Changes in version 3.0
Universal Feed Parser 3.0 was released on June 21, 2004.
- don’t try iso-8859-1 (can’t distinguish between iso-8859-1 and windows-1252 anyway, and most incorrectly marked feeds are windows-1252)
- fixed regression that could cause the same encoding to be tried twice (even if it failed the first time)
Universal Feed Parser 3.0fc3 was released on June 18, 2004.
- fixed bug in _changeEncodingDeclaration that failed to parse UTF-16 encoded feeds
- made source into a FeedParserDict
- duplicate admin:generatorAgent/@rdf:resource in generator_detail.url
- added support for image
- refactored parse() fallback logic to try other encodings if SAX parsing fails (previously it would only try other encodings if re-encoding failed)
- remove unichr madness in normalize_attrs now that we’re properly tracking encoding in and out of BaseHTMLProcessor
- set feed.language from root-level xml:lang
- set entry.id from rdf:about
- send Accept header
Universal Feed Parser 3.0fc2 was released on May 10, 2004.
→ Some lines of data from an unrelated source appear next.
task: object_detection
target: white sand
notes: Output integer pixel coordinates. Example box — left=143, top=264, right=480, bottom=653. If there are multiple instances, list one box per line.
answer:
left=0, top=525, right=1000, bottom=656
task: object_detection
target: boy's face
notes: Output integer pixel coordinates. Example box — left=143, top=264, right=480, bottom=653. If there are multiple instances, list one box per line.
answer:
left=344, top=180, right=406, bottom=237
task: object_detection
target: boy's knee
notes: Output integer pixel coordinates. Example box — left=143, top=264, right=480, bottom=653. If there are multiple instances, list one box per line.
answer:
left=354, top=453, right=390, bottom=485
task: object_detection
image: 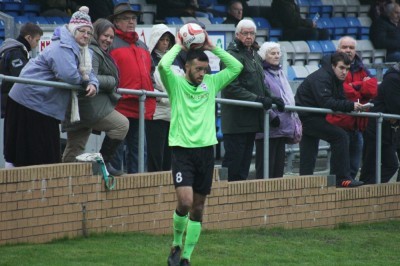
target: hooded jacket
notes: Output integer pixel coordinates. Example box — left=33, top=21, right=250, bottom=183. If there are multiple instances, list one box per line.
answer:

- added and passed Sam’s amp tests
- added and passed my blink tag tests
Universal Feed Parser 3.0fc1 was released on April 23, 2004.
- made results.entries.links and results.entries.enclosures into FeedParserDict
- fixed typo that could cause the same encoding to be tried twice (even if it failed the first time)
- fixed DOCTYPE stripping when DOCTYPE contained entity declarations
- better textinput and image tracking in illformed RSS 1.0 feeds
Universal Feed Parser 3.0b23 was released on April 21, 2004.
- fixed UnicodeDecodeError for feeds that contain high-bit characters in attributes in embedded HTML in description (thanks Thijs van de Vossen)
- moved guid, date, and date_parsed to mapped keys in FeedParserDict
- tweaked FeedParserDict.has_key to return True if asking about a mapped key
Universal Feed Parser 3.0b22 was released on April 19, 2004.
- changed channel to feed, item to entries in results dict
- changed results dict to allow getting values with results.key as well as results[key]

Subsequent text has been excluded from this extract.